The Role of Loss Aversion in Take-up and Repayment of Financing Contracts

This project uses a randomized controlled experiment to test the role of behavioural factors in the high take-up rates and subsequent high repayments for asset-collateralized loans.

In the developed world, when small businesses and consumers wish to purchase an asset, they often take a loan to purchase the asset and use the same asset as collateral for the loan. Yet this is not usual practice in most of the developing world due to difficult lending environments, which often have weak contract enforcement, weak legal institutions or regulatory caps on interest rates. In these settings, lenders may introduce restrictive borrowing conditions to minimize default risk. However, a recent study in Kenya (Jack et al., 2016) shows how relaxing collateral requirements for loans increased loans’ take-up without affecting default. A theoretical explanation is provided by the endowment effect (Kahneman et al., 1990), which could lead potential borrowers to prefer loans collateralized with new assets, since these loans do not put existing assets (the endowment) at risk. Furthermore, these behavioural factors imply that once a borrower acquires the asset, the latter will enter their reference point, and they will subsequently work harder to repay the loan. This project will therefore conduct a randomized controlled experiment in Kenya to test the role of behavioural factors in the observed high take-up rates and subsequent high repayments for asset-collateralized loans.

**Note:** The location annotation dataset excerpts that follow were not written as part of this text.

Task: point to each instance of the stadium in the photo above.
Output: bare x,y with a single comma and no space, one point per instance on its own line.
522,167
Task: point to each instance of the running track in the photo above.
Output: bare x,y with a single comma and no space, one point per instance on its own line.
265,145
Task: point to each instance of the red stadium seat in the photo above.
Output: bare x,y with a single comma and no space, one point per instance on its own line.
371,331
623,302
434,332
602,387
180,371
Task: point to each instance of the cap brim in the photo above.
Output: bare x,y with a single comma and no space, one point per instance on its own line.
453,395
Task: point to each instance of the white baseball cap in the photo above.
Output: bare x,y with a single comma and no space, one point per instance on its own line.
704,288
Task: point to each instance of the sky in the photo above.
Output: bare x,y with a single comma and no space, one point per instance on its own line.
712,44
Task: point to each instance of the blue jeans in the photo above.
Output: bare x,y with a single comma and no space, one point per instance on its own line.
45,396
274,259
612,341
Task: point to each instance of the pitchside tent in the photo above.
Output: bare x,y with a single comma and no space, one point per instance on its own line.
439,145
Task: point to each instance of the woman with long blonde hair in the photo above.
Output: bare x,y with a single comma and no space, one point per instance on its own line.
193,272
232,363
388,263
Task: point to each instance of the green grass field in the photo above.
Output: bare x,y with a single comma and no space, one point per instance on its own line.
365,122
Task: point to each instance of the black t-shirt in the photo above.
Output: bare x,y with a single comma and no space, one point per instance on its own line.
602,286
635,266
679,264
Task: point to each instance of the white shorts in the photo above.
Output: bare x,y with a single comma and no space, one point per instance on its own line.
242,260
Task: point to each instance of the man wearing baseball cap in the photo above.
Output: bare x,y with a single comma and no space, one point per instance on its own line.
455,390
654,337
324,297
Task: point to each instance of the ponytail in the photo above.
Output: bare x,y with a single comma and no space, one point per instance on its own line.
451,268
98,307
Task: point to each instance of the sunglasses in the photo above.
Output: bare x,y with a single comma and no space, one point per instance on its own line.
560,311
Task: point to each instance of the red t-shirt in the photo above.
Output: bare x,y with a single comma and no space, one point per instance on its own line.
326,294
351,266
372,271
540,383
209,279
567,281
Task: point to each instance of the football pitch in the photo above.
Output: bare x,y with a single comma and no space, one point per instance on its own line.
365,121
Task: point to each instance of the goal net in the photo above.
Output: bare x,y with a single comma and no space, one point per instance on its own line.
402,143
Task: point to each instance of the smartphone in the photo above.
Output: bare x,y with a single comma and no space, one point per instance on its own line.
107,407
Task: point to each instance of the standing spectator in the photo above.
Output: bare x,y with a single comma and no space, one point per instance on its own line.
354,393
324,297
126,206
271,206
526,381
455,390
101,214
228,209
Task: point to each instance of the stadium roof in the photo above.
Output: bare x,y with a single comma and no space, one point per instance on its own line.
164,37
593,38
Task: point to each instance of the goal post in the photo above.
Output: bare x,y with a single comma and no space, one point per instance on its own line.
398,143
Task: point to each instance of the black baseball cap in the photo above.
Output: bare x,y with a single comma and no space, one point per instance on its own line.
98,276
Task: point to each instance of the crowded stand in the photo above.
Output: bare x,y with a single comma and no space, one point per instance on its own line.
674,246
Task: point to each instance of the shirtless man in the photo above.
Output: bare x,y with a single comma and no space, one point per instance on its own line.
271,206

The project comprises two experiments. The first experiment analyses whether loans’ take-up for durable assets is higher if the new asset itself can be used as collateral for the loan, as compared to using a borrower’s existing assets of similar market value. Hence, the researchers will randomly endow all participants with one of two goods. After a time lag of a few weeks - so the first good enters their reference point - participants are then offered a loan to acquire the other good under (i) a standard loan (the participant uses the given good as collateral) or (ii) an asset-collateralized loan (the participant uses the newly acquired good as collateral). By comparing take-up in (i) and (ii) the researchers will observe whether the borrower will dislike the prospect of losing their existing asset more than losing the new asset, which is not yet in their reference point, even though the two items are similarly valued and the first item was randomly endowed. The second experiment studies whether asset-collateralized loans increase borrowers’ repayment rates due to loss-aversion over the collateral. Repayment will be compared in two types of contracts: (i) asset-collateralized loans and (ii) layaway contracts (individuals pay periodic instalments for the item and they receive it only if they complete the payments, otherwise they are given back the money).

Access to finance for the purchase of productive assets is central to the success of small enterprises. Yet credit markets are incomplete in many developing economies. This project will provide insights into behavioural factors shaping loan take-up decisions for durable assets and, in so doing, will inform the design of products that can increase access to finance in developing countries. The evidence on repayment behaviour will also illustrate the feasibility of asset-collateralized loans from the perspective of a lender, and welfare calculations will inform government regulations and subsidies to lenders. While this experiment will focus on less expensive assets for budgetary reasons, the same behavioural mechanisms is likely to apply for a range of assets purchased by small businesses and enterprises in low-income countries.